Wanneer we de voordeur openen, vallen gelijk de gele krijtstrepen in de hal naast de open trap op. ‘Die zijn van de politie,’ zegt Bas Janssen, algemeen manager en verantwoordelijk voor het schoonmaken van plaatsen delict bij het schoonmaakbedrijf van zijn vader. Op de begane grond valt behalve de krijtstrepen en de berg dode vliegen niet zoveel te zien. Het ruikt muf, misschien een beetje vreemd, maar niet de verwachte ontbindingsgeur. ‘Dat komt doordat we vorige week al een eerste behandeling hebben gedaan. Er staat een speciaal apparaat aan dat ervoor zorgt dat de geur aan het pand wordt onttrokken.

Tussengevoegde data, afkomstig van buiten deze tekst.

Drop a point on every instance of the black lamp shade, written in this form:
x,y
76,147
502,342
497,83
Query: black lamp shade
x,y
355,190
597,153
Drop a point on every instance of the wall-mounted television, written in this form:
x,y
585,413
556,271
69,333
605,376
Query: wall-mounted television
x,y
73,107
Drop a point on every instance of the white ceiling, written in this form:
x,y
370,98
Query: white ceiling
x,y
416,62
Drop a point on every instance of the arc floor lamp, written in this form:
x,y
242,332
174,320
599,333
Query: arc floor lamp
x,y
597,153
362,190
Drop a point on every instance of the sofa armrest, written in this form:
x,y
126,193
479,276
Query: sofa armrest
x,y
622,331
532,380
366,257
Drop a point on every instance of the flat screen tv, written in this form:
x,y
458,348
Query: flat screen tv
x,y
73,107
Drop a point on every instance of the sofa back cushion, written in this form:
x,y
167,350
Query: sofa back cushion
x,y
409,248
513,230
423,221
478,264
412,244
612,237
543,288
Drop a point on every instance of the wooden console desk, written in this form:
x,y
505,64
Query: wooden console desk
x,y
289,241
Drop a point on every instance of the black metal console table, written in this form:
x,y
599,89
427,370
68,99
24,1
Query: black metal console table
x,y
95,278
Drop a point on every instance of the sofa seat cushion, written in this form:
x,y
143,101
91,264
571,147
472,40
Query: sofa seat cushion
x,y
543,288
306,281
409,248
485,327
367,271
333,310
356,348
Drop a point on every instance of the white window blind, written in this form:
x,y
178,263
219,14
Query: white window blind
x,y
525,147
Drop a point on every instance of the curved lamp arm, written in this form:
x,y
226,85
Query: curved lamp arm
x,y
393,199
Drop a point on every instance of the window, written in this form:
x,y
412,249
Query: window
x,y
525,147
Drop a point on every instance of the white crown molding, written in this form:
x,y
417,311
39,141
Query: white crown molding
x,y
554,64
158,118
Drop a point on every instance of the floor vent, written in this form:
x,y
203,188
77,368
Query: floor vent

Daarnaast hebben we een behandeling uitgevoerd om de vliegen te doden, dat maakt het voor mijn mensen werkbaarder,’ legt Janssen uit.

IK WERK AL JAREN IN DEZE BRANCHE, EN DE GEUR DOET ME EIGENLIJK NOG WEINIG. EEN MONDKAPJE HOEFT VOOR MIJ NIET PER SE

De grote schok komt pas als we de trap oplopen. Nog voor we op de overloop zijn, zien we bloedsporen op de traptreden. Ondanks dat de hal open is, ruikt het boven toch heel anders. Een penetrante, zure, weeïge lucht hangt op de eerste verdieping. Het is een ondefinieerbare geur, niet te vergelijken met iets anders. ‘Deze lucht ga je nooit meer vergeten. Het is een heel herkenbare geur.’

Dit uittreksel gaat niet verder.